Разуваев взглянул на меня, слегка подбоченился и грустно покачал головой.

— Ах, барин вы, барин! Погляжу я на вас, на бар, всё-то вы артачитесь!

И затем, вынув из кармана большой и туго набитый бумажник, присовокупил:

— Вот!

Приводя эту сцену, я отнюдь не преувеличиваю. В последнее время русское общество выделило из себя нечто на манер буржуазии, то есть новый культурный слой, состоящий из кабатчиков, процентщиков, железнодорожников, банковых дельцов и прочих казнокрадов и мироедов. В короткий срок эта праздношатающаяся тля успела опутать все наши палестины; в каждом углу она сосет, точит, разоряет и вдобавок нахальничает. В больших центрах она теряется в массе прочих праздношатающихся и потому не слишком бьет в глаза, но в малых городах и в особенности в деревнях она положительно подла и невыносима. Это — ублюдки крепостного права, выбивающиеся из всех сил, чтобы восстановить оное в свою пользу, в форме менее разбойнической, но несомненно более воровской.

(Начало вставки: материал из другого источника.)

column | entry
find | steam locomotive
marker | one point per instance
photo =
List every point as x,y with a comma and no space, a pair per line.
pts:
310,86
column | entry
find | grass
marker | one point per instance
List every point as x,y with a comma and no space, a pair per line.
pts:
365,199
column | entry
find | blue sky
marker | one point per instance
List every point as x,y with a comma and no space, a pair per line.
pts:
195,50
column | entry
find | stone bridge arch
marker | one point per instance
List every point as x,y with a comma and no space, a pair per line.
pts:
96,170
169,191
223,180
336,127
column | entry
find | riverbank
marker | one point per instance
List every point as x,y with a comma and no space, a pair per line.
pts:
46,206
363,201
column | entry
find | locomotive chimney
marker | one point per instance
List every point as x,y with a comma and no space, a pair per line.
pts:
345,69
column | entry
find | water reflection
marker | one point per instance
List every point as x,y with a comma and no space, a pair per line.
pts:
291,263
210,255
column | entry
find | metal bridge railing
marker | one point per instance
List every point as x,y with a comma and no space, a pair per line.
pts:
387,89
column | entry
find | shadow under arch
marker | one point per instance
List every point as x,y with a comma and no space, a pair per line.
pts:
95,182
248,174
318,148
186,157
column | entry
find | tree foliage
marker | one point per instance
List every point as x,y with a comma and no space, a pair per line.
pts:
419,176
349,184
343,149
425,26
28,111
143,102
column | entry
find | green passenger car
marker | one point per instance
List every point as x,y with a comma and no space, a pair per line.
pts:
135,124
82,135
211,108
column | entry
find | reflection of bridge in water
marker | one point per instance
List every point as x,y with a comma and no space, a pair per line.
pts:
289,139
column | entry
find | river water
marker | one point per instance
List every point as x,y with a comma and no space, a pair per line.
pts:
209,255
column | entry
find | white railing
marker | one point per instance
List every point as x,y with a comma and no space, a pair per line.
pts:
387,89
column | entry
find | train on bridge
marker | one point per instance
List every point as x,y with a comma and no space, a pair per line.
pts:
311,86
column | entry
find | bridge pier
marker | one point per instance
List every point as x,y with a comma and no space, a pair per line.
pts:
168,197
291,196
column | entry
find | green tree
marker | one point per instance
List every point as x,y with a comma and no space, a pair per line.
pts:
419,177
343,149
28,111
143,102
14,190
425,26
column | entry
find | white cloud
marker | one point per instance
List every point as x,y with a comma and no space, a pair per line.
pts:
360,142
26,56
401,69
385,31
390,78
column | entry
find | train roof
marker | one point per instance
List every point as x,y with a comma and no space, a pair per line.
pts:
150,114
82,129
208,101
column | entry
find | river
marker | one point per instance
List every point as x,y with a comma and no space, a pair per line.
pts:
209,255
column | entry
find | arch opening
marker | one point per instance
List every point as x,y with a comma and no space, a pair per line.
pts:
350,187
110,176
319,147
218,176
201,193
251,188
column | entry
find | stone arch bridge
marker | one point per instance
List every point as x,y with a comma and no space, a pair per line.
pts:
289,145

Помещик, еще недавний и полновластный обладатель сих мест, исчез почти совершенно. Он захудал, струсил и потому или бежал, или сидит спрятавшись, в ожидании, что вот-вот сейчас побежит. Мужик ничего от него не ждет, буржуа́-мироед смотрит так, что только не говорит: а вот я тебя сейчас слопаю; даже поп — и тот не идет к нему славить по праздникам, ни о чем не докучает, а при встречах впадает в учительный тон.

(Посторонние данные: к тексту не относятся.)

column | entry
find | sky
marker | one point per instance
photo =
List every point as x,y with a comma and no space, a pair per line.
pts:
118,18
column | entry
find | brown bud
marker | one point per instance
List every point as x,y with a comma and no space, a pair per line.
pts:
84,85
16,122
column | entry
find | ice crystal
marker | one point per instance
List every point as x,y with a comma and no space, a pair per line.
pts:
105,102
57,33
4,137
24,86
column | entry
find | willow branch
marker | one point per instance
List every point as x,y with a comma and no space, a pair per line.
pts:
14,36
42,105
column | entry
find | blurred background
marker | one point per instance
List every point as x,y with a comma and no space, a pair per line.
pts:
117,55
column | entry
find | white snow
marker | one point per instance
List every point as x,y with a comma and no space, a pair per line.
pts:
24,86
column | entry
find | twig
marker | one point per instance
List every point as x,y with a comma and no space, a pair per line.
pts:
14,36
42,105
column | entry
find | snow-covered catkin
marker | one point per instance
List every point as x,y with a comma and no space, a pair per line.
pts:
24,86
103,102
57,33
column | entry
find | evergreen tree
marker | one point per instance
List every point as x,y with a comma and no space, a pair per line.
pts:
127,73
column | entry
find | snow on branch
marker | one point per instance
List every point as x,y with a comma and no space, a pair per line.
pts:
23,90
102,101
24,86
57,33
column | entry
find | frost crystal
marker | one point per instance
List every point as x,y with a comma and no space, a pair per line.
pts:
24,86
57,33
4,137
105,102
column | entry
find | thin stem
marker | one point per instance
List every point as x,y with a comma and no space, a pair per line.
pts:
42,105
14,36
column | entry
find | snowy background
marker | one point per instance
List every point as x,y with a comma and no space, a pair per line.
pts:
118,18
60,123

Оставшись с клочками земли, которые сам облюбовал при составлении уставных грамот* и не без греха утянул от крестьянских наделов, помещик не знает, что с ними делать, как их сберечь. Видит сам, что он к делу не приготовлен, на выдумки не горазд, да притом и ленив, и что, следовательно, что́ бы он ни предпринял, ничего у него не выйдет. Между тем надо жить. И жить не власть имеющим, не привилегированным, а заурядным партикулярным человеком. И прежде был он негоразд и неретив, но прежде у него был под руками «верный человек»*, который и распоряжался, и присматривал за него, а ему только денежки на стол выкладывал: пей, ешь и веселись! Увы! скоро исполнится двадцать лет, как «верного человека» и след простыл. «Нет верных людей! пропал, изворовался верный человек!» — вопиют во всех концах рассеянные остатки старинного барства, и вопиют не напрасно, ибо каждому из них предстоит ухитить разрушающееся гнездо, да и в домашнем обиходе дворянский обычай соблюсти, то есть иметь чай, сахар, водку, табак. На все это потребен рубль, рубль и рубль, а откуда его добыть тому, кто «верного человека» лишился и не успел проникнуть ни в земство, ни в мировые учреждения?

А «верный человек» притаился тут же под боком и обрастает да обрастает себе полегоньку. Помещик, Сидор Кондратьич Прогорелов, некогда звал его Егоркой, потом стал звать Егором Ивановым, потом — Егором Иванычем, а теперь уже и прямо произносит полный титул: Егор Иваныч господин Груздёв. Егорка прижал в свое время у Сидора Кондратьича несколько сотен рублей; Егор Иванов опутал ими деревню; Егор Иваныч съездил в город, узнал, где раки зимуют, и открыл кабак, а при оном и лавку, в качестве подспорья к кабаку; а господин Груздев уж о том мечтает, как бы ему «банку» устроить и вконец родную Палестину слопать. Тщетно Сидор Кондратьич из глубины взволнованной души вопиет: давно ли Егорка при мне в прохвостах состоял!* — на эти вопли Егорка совершенно резонно ему возражает: одни это с вашей стороны, Сидор Кондратьич, нестоящие слова!